Die Jahre zogen ins Land. Weder Schwaiger noch sein Nachfolger Josef Hauner (CSU) noch die Kreisräte und Kreisrätinnen forderten Jahresabschlüsse ein. Erst der Freisinger Oberbürgermeister Tobias Eschenbacher (FSM) hatte den Finger in die Wunde gelegt und die Jahresabschlüsse eingefordert. Grund war der Vorwurf, der Landkreis entschulde sich auf Kosten der Gemeinden. Er fordere aber im Gegenzug die Kommunen auf, Grundstücke zu verkaufen oder freiwillige Leistungen zu streichen, um ihre Schulden zu zahlen.
Der Kommunale Prüfungsverband hatte kein Problem mit dem Schlendrian
Immerhin liegt eine Eröffnungsbilanz vor, auf der sich aufbauen lässt. Personal, das die Jahresabschlüsse erstellen könnte, hat der Landkreis aber immer noch keine. Noch im alten Jahr wurde beschlossen, sie auf Anraten der Regierung von Oberbayern für einen Millionenbetrag extern zu vergeben. Bis 2035 könnte es dauern, bis alle Abrechnungen vorliegen. Fassungslosigkeit löste es allerdings bei Eschenbacher aus, als er in der Kreistagssitzung erfuhr, dass sich die Ausschreibung verzögert habe und immer noch kein Büro beauftragt worden sei. „Wir stehen im Blindflug da, weil wir nicht wissen, was los ist“, sagte er konsterniert.
Petz beruhigte, die Regierung von Oberbayern habe als Aufsichtsbehörde mitgeteilt, dass sie sich für 2025 mit drei Jahresabschlüssen als Ausgangsbasis genügen würde. Der Kommunale Prüfungsverband hatte offenbar all die Jahre keine Probleme mit dem offenbaren Schlendrian. „Das liegt am klugen Kurs aus der Vergangenheit“, begründete dies Petz während der Haushaltssitzung des Kreisausschusses. Unter seinem Vorgänger Hauner hatte sich der Landkreis weitgehend entschuldet und in Jahren des finanziellen Überflusses seine Investitionen praktisch aus der Portokasse bezahlt. Franz Heilmeier (Grüne) hätte gerne eine schriftliche Bestätigung dazu, dass der Regierung drei Jahresabschlüsse reichen.
Eine Rückkehr zur Kameralistik wird es nicht geben
Petz stellt in Aussicht, dass möglicherweise schon im Jahr 2026 Defizite des Landkreises aus den Rückstellungen ausgeglichen werden könnten. „Wir können uns freischwimmen“, verlieh er seinem Optimismus Ausdruck. Eines Kunstgriffes, das Defizit des Klinikums in eine Investition umzudeklarieren, um die Kreisumlage stabil zu halten, bedürfe es dann nicht mehr.
Der Doppik wurde vorhergesagt, dass sie sich in der kommunalen Haushaltsführung durchsetzen werde. Eine Maßgabe des Gemeinde- und Städtetages oder der Europäischen Union sei dem Landratsamt aber nicht bekannt, heißt es auf Nachfrage aus der Pressestelle. Der Freistaat lässt seinen Kommunen freie Hand, ob sie auf die Doppik umsteigen möchten oder nicht. Es gebe keine Pflicht zur Umstellung. Und eines ist auch klar: Eine Rückkehr zur Kameralistik wird es im Landkreis nicht geben.

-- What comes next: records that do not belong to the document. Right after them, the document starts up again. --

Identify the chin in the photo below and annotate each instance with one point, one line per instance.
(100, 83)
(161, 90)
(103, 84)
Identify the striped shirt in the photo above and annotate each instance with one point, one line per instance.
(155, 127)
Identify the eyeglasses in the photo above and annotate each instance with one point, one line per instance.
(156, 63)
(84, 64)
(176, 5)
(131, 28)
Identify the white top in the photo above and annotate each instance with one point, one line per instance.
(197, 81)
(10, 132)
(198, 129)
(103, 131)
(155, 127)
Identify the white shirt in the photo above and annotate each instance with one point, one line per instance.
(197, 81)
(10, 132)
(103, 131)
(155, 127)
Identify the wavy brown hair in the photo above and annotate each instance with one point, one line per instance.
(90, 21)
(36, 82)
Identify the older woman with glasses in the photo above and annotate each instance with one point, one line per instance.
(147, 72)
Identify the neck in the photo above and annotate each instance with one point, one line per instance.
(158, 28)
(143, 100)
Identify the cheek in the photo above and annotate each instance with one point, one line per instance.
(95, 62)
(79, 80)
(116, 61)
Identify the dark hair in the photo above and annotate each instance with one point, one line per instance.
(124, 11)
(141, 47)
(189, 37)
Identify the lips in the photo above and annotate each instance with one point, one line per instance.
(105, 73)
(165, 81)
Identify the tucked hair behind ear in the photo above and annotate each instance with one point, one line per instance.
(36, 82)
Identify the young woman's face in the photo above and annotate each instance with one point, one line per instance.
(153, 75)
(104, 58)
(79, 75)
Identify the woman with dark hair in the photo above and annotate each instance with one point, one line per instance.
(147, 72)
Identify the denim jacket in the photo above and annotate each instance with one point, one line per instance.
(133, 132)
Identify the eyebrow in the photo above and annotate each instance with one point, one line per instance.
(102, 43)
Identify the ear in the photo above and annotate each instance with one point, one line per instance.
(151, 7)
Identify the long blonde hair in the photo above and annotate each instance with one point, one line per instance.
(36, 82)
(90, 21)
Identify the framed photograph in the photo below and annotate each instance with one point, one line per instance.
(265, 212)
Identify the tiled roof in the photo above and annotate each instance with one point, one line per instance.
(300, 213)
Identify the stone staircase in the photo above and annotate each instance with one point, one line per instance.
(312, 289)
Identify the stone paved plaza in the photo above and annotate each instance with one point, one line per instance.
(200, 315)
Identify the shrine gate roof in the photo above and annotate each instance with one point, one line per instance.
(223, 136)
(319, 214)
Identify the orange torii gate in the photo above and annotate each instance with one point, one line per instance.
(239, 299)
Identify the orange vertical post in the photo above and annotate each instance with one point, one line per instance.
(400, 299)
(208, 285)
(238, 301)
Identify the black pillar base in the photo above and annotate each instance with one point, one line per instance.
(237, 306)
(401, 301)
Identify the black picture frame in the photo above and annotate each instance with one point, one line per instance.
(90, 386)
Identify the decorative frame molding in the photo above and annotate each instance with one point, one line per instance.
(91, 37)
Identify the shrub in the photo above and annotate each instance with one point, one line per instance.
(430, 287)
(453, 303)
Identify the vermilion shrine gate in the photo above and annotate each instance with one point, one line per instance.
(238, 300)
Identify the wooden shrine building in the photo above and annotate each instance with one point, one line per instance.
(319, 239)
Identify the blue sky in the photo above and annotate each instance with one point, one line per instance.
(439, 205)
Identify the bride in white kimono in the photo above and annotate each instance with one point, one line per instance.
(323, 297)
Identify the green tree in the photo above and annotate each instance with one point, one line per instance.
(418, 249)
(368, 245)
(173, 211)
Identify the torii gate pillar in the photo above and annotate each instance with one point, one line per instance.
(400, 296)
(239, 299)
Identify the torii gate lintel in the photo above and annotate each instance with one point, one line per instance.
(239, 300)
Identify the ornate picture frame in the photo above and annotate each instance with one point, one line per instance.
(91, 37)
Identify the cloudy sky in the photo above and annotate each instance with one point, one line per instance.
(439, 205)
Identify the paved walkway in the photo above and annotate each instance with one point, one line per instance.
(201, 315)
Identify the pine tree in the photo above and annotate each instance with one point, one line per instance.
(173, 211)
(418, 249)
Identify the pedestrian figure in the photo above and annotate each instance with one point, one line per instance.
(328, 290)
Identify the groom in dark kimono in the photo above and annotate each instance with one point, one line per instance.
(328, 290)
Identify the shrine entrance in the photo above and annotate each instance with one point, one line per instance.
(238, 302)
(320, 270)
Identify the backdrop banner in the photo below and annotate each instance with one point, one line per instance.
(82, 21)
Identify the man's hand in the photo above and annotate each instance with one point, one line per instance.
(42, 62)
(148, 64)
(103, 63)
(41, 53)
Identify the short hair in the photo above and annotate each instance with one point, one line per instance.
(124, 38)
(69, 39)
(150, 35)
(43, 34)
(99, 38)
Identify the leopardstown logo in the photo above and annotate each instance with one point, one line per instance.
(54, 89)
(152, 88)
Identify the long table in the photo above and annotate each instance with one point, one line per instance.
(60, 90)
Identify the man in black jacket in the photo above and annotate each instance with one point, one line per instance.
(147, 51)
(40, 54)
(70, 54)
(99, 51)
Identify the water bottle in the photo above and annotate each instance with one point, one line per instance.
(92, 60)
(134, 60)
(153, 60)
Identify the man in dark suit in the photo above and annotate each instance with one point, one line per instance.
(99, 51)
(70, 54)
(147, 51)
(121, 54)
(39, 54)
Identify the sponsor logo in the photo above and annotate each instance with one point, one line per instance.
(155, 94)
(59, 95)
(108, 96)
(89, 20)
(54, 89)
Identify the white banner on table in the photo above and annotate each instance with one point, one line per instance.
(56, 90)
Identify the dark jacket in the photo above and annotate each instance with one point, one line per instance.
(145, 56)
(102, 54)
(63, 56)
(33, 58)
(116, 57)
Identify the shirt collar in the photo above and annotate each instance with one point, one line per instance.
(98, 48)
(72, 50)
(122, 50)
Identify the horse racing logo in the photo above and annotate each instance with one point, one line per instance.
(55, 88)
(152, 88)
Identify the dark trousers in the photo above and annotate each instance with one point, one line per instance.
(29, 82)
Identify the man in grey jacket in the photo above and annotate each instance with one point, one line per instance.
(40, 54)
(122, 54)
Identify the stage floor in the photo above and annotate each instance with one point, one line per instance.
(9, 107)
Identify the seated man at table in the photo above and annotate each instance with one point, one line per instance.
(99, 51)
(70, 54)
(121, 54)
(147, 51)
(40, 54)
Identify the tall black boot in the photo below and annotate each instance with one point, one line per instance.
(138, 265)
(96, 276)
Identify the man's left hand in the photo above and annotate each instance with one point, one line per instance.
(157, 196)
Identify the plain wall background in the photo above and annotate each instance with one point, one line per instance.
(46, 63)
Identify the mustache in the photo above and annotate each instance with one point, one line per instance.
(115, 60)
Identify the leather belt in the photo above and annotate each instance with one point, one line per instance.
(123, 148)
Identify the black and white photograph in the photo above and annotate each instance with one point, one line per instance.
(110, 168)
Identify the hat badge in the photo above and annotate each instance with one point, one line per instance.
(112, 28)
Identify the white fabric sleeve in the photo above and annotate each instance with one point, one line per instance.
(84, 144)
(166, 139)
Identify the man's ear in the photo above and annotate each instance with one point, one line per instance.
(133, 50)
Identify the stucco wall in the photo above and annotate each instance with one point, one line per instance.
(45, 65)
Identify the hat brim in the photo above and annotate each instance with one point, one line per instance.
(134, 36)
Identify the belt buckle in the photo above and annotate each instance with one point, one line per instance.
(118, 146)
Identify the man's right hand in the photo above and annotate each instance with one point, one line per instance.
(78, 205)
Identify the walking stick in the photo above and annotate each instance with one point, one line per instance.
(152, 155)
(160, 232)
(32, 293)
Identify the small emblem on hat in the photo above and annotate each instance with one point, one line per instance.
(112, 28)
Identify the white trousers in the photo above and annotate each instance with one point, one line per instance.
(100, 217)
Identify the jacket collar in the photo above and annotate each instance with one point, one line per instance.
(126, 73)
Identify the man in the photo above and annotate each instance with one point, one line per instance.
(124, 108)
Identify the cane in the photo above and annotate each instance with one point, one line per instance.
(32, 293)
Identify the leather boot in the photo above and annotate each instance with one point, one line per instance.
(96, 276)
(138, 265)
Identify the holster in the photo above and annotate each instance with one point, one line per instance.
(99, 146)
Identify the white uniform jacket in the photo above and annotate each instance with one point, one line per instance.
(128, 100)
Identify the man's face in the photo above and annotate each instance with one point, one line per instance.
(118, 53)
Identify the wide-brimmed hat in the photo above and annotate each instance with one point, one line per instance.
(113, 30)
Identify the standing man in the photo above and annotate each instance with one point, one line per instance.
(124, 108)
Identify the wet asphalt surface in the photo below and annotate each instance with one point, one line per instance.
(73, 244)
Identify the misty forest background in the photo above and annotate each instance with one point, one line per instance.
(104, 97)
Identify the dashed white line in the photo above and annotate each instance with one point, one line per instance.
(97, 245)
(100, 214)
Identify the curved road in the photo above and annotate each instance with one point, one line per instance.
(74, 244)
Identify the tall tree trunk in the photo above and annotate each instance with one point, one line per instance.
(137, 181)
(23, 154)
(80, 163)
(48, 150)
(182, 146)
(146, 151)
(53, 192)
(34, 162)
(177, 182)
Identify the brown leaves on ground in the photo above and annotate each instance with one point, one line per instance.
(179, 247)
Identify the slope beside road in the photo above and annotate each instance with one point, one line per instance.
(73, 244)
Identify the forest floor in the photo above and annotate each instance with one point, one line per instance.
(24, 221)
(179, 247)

Komuno, eine digitale Plattform für Kommunalfinanzierung , nennt als Ziel der Doppik, nicht nur einen Überblick über den Cashflow, sondern auch über die Verwendung der Ressourcen und die Entwicklung des Vermögens zu gewinnen. Es könne festgestellt werden, ob sich das Vermögen der Kommune vergrößert oder verringert habe. Ebenso sei ein Überblick über eine etwaige Verschuldung möglich. Im Gegensatz zur Kameralistik würden in der Doppik neben Einnahmen und Ausgaben alle weiteren Vermögenswerte und Schulden aufgeführt. Hierdurch bekäme laut der digitalen Plattform für Kommunalfinanzierung die Kommune einen deutlich besseren Überblick über die finanzielle Situation sowie bessere Planungsmöglichkeiten. Es würden alle Vermögenswerte und Schulden dokumentiert. Alles in allem liefert die Doppik mehr Informationen über den Haushalt einer Kommune und macht diesen transparenter.